Relay current flow

Question

I'm new to electronics.

I found the tutorial about the control of a relay using GPIO in raspberry pi from http://arnholm.org/raspberry-pi-controlling-a-relay/ . It has the following electric circuit :

I wonder the existence of the diode laid down parallel with relay. I searched about this and got the answer from Why is there a diode connected in parallel to a relay coil?

Since an inductor (the relay coil) cannot change it's current instantly, the flyback diode provides a path for the current when the coil is switched off. Otherwise, a voltage spike will occur causing arcing on switch contacts or possibly destroying switching transistors.

It says eventually when the switch is off, the flow of relay current should go through the flyback diode to prevent destroying the switching transistor because it causes the undesirable spark on it.

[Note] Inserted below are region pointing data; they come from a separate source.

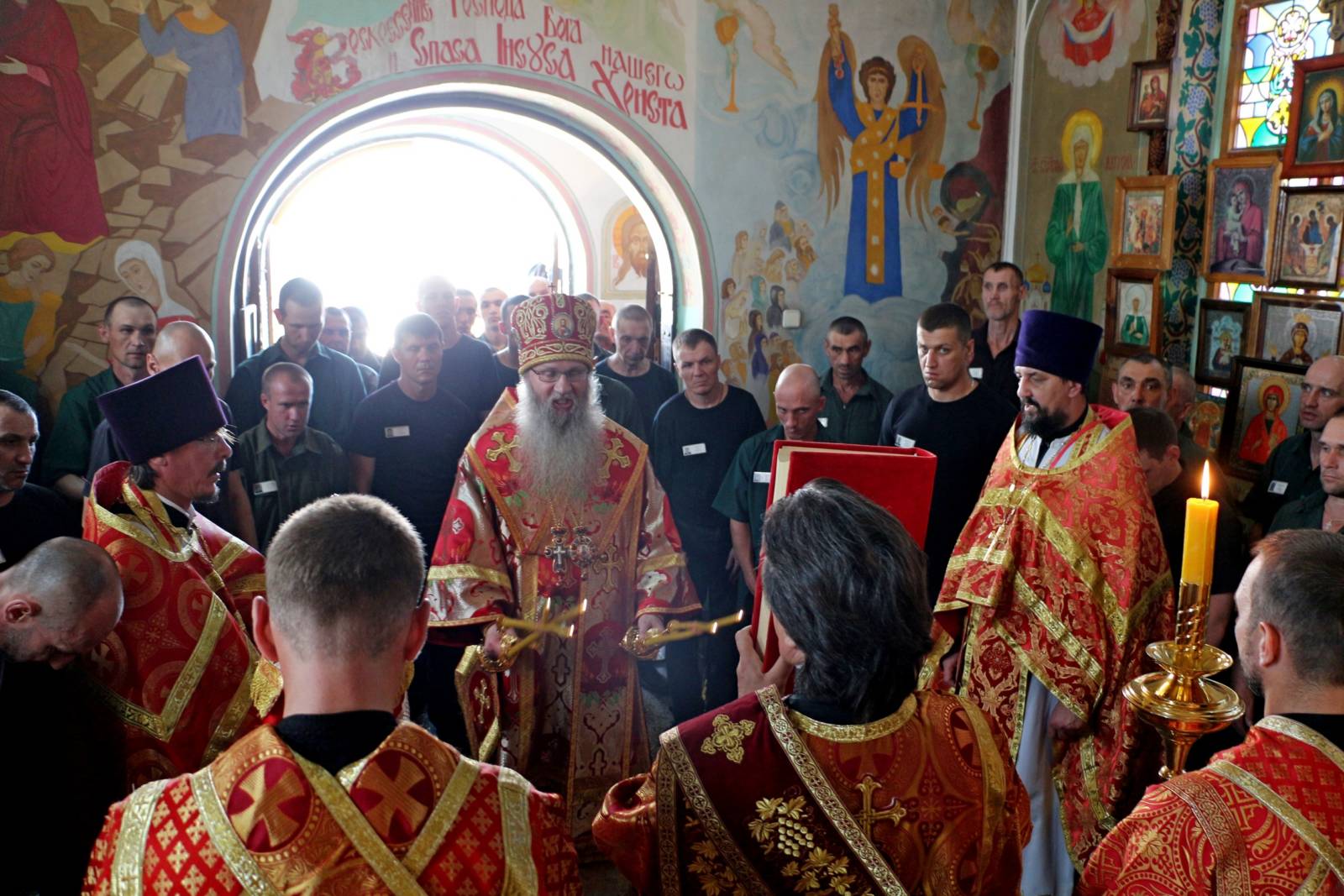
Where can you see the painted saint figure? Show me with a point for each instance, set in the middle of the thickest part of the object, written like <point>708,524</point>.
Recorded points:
<point>1075,238</point>
<point>208,46</point>
<point>884,148</point>
<point>47,176</point>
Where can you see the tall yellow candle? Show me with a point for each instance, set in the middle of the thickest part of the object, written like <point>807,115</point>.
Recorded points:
<point>1200,527</point>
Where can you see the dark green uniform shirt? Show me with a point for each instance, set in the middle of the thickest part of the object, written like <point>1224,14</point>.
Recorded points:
<point>1304,513</point>
<point>745,490</point>
<point>277,485</point>
<point>859,422</point>
<point>71,437</point>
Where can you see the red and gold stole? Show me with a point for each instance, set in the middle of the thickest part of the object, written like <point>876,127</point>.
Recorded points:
<point>178,667</point>
<point>410,817</point>
<point>801,836</point>
<point>1061,574</point>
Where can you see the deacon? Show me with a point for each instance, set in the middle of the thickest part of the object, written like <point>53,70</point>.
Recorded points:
<point>179,665</point>
<point>554,501</point>
<point>1267,815</point>
<point>1058,584</point>
<point>853,783</point>
<point>338,797</point>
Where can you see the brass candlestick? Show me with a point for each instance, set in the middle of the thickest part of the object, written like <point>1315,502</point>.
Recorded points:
<point>1182,701</point>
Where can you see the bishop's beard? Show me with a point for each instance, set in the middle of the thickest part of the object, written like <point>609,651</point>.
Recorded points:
<point>559,452</point>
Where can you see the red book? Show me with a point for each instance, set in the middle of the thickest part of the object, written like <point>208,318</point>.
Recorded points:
<point>897,479</point>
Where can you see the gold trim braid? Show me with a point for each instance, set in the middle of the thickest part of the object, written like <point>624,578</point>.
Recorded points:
<point>128,866</point>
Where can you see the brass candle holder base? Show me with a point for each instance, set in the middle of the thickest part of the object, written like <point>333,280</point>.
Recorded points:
<point>1180,701</point>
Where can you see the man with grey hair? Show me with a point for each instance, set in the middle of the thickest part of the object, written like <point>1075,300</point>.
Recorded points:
<point>467,369</point>
<point>282,464</point>
<point>29,513</point>
<point>631,365</point>
<point>342,626</point>
<point>554,506</point>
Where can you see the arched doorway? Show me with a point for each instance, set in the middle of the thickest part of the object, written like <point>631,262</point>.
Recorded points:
<point>564,114</point>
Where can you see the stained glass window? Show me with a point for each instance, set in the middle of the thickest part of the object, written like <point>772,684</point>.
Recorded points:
<point>1277,34</point>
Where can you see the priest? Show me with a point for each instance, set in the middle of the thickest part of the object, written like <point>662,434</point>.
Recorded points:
<point>338,797</point>
<point>179,665</point>
<point>1057,584</point>
<point>557,503</point>
<point>855,782</point>
<point>1263,817</point>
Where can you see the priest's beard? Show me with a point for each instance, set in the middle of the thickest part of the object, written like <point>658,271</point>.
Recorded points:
<point>561,452</point>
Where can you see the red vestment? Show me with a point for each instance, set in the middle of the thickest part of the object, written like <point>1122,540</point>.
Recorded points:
<point>571,719</point>
<point>1061,574</point>
<point>178,668</point>
<point>47,177</point>
<point>412,817</point>
<point>1265,819</point>
<point>754,799</point>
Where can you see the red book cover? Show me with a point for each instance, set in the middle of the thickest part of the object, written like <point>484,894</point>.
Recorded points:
<point>897,479</point>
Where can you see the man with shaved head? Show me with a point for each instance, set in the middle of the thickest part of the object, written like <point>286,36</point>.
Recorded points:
<point>743,496</point>
<point>60,748</point>
<point>468,371</point>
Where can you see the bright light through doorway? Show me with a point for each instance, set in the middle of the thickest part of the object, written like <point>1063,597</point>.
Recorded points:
<point>373,222</point>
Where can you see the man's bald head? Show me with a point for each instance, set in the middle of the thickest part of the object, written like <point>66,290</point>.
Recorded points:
<point>799,402</point>
<point>58,602</point>
<point>181,340</point>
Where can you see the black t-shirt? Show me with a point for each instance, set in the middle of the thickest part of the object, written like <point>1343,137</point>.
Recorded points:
<point>692,450</point>
<point>33,516</point>
<point>1169,506</point>
<point>468,372</point>
<point>417,446</point>
<point>965,436</point>
<point>651,390</point>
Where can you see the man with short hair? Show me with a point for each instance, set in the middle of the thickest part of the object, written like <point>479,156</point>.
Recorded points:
<point>465,369</point>
<point>492,313</point>
<point>855,766</point>
<point>29,513</point>
<point>465,311</point>
<point>1055,587</point>
<point>282,464</point>
<point>746,486</point>
<point>554,504</point>
<point>696,437</point>
<point>338,385</point>
<point>855,402</point>
<point>336,338</point>
<point>631,365</point>
<point>1142,380</point>
<point>1321,510</point>
<point>360,338</point>
<point>405,448</point>
<point>1265,815</point>
<point>1001,291</point>
<point>60,748</point>
<point>128,328</point>
<point>1171,484</point>
<point>958,418</point>
<point>1294,466</point>
<point>319,801</point>
<point>176,669</point>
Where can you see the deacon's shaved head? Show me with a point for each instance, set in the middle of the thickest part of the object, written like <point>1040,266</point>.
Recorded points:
<point>181,340</point>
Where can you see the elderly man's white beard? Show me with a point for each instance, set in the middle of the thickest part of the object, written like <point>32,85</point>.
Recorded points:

But I am worried about if the relay current from REL1 go through D1 diode, the sudden excess of current might make the pi die after the current going up above the diode.

So I thought one of the solution is if we put 2 diodes in the position D1 and draw a line between them, we can release the current safely.

So my question is

What if we put a resistor above the D1 diode? Does the current can be attenuated with dissipation in the resistor? Can this be also a solution?

Answer 1

This so-called arc from breaking the coil current Only occurs with the dry contact . The time could be in the nanosecond range and since V equals V=LdI/dt with dt going to zero V can arc on dry contacts. Because the transistor has some capacitance it cannot shut off that quickly so the diode is only to protect the transistor and there’s very little capacitance that would feedback any significant charge back to the microcontroller so no worries there .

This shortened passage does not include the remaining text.